The population of Liard First Nation now have an opportunity to learn and master the Kaska language, thanks to the support provided by the Canadian government. Funding for the project was announced in February 2013 by the Canadian Heritage and Official Languages ministry. This generally means that it will be possible for students and anyone else who is interested to learn the language to attend language classes. Part of the project includes paring learners with fluent language speakers to mentor them and availing resources online so that interested persons can easily access them.
Kaska is spoken by the Kaska people in Canada. The Kaska people can be found in the south eastern parts of the Yukon territory and in British Columbia. There are different dialects of the language as a result of geographical differences. Fluent speakers will not have a problem understanding other dialects. Younger speakers tend to have a harder time comprehending different dialects. Tagihs, Sekani and Tahltan languages are intelligible to Kaska speakers, even though they are completely separate languages from Kaska. These languages, together with Kaska are collectively referred to as Nahane. Kaska is an Athabascan language. There are about 400 people who speak Kaska. Most of the speakers are adults, with a few young generation speakers. English is used by most Kaska speakers. The alternate spelling of the language is Casca.

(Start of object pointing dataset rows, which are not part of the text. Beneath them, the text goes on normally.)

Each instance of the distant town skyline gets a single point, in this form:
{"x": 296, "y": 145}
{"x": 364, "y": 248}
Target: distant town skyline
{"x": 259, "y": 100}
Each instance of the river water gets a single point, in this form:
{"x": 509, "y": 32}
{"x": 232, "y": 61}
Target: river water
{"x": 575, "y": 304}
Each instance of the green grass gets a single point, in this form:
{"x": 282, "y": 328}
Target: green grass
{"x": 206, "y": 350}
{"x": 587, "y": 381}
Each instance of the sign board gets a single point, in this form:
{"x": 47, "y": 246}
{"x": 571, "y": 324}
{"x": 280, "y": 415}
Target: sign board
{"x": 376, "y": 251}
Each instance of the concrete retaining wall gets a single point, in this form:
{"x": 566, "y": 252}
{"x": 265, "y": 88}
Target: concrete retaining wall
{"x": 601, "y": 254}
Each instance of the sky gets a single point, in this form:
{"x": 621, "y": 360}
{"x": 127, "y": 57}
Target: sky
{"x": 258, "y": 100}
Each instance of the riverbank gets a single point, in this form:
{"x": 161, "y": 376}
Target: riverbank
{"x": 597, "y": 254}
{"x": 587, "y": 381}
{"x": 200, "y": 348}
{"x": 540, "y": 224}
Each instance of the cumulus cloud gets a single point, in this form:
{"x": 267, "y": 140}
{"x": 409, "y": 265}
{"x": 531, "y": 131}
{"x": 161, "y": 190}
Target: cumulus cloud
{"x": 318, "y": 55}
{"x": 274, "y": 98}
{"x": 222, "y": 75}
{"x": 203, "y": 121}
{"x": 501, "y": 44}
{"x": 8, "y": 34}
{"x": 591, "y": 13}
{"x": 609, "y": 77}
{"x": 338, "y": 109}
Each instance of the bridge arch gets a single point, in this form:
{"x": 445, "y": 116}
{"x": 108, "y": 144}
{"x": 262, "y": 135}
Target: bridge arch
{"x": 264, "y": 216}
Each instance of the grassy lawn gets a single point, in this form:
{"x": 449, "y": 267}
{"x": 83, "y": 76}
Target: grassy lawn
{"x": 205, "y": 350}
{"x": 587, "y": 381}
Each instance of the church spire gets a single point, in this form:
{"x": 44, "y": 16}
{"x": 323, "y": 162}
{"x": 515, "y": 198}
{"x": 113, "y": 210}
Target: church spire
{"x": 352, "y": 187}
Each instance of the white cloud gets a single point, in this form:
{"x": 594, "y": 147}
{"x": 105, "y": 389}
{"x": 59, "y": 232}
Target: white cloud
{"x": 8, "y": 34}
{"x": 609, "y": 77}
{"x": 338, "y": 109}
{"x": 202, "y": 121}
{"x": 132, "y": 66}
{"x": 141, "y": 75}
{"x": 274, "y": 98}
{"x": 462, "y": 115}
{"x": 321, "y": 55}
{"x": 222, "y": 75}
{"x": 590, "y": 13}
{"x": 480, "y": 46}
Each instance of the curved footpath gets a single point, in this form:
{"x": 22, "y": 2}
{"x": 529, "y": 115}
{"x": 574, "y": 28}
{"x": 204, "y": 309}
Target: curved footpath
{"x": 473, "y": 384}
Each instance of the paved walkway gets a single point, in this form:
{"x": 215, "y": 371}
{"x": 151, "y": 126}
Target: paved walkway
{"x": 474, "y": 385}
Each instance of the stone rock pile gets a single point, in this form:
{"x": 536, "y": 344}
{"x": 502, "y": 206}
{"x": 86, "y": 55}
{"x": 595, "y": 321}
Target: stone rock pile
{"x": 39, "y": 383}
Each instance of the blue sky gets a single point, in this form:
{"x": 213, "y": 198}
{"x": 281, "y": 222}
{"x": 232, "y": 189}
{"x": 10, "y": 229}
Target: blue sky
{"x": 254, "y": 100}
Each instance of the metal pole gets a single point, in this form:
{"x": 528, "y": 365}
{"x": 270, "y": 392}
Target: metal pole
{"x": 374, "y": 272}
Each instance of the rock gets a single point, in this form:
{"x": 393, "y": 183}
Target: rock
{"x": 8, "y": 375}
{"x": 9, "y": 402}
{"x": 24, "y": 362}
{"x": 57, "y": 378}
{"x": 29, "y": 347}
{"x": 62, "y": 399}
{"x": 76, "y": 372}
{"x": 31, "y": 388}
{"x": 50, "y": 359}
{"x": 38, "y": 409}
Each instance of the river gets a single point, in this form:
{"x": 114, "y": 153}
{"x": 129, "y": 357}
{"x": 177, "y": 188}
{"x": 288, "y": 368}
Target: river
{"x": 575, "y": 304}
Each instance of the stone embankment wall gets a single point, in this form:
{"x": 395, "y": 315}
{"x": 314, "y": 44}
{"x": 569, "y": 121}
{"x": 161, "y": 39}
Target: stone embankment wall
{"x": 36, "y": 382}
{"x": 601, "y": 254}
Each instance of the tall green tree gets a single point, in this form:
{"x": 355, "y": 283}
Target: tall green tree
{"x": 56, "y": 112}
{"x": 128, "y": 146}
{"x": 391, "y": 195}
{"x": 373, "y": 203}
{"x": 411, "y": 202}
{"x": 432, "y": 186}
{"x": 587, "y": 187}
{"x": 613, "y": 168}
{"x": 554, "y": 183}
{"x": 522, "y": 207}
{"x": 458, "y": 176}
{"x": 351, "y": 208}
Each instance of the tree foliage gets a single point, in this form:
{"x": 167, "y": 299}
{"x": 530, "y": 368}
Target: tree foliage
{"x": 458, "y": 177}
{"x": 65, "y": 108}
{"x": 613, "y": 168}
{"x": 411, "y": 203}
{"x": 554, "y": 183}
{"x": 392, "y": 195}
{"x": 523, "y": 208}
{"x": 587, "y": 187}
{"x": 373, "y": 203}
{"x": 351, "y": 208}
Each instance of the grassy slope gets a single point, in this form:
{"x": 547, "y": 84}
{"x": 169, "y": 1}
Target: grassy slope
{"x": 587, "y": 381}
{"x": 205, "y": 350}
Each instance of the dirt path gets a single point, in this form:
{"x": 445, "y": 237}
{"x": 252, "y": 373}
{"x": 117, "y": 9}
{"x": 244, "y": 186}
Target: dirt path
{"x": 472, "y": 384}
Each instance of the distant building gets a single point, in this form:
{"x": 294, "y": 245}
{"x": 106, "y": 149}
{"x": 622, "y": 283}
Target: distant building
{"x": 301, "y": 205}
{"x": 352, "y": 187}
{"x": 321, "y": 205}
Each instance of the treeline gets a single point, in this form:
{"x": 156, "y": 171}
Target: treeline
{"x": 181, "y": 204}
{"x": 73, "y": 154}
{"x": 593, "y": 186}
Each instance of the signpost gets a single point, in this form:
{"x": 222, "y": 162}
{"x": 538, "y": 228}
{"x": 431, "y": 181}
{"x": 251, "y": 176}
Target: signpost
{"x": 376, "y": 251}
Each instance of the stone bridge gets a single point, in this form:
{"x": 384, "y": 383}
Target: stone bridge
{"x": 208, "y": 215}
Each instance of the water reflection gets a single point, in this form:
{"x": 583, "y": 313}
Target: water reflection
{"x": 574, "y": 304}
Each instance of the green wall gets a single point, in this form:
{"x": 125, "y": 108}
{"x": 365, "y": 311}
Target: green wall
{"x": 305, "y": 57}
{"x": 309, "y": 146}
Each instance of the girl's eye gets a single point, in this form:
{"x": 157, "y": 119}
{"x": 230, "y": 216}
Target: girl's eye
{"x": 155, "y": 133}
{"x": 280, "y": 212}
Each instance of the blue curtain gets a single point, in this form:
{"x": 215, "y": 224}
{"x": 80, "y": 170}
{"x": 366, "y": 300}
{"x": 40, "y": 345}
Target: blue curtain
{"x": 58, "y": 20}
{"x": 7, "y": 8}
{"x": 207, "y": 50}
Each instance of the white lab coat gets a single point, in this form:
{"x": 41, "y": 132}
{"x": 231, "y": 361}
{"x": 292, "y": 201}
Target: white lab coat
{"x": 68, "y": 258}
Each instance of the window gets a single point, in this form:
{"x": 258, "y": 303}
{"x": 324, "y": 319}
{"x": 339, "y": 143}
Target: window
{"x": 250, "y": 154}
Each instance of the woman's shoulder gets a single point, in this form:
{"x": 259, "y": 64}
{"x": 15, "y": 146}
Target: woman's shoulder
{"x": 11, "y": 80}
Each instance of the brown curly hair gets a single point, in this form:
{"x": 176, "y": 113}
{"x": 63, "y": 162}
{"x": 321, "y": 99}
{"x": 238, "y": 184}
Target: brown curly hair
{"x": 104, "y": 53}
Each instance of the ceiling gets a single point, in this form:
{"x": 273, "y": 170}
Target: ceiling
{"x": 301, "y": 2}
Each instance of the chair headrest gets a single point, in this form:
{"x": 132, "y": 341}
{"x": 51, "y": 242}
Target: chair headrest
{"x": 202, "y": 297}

There are various existing language programs that are dedicated to the teaching and development of the Kaska language. This includes programs runs by various schools such as at the Johnson Elementary school in Watson Lake, at the Watson Lake High School and at the Ross River School. Some schools that teach the language can also be found in British Columbia. This includes at Good Hope Lake and Lower Post. Generally, children in Kindergarten and grade one learn the language. Children from grade two and above can choose whether to continue studying the language or not. The Yukon Native Language Center also holds annual workshops where teaching and learning materials are produced. This includes print books, computer programs and audio books.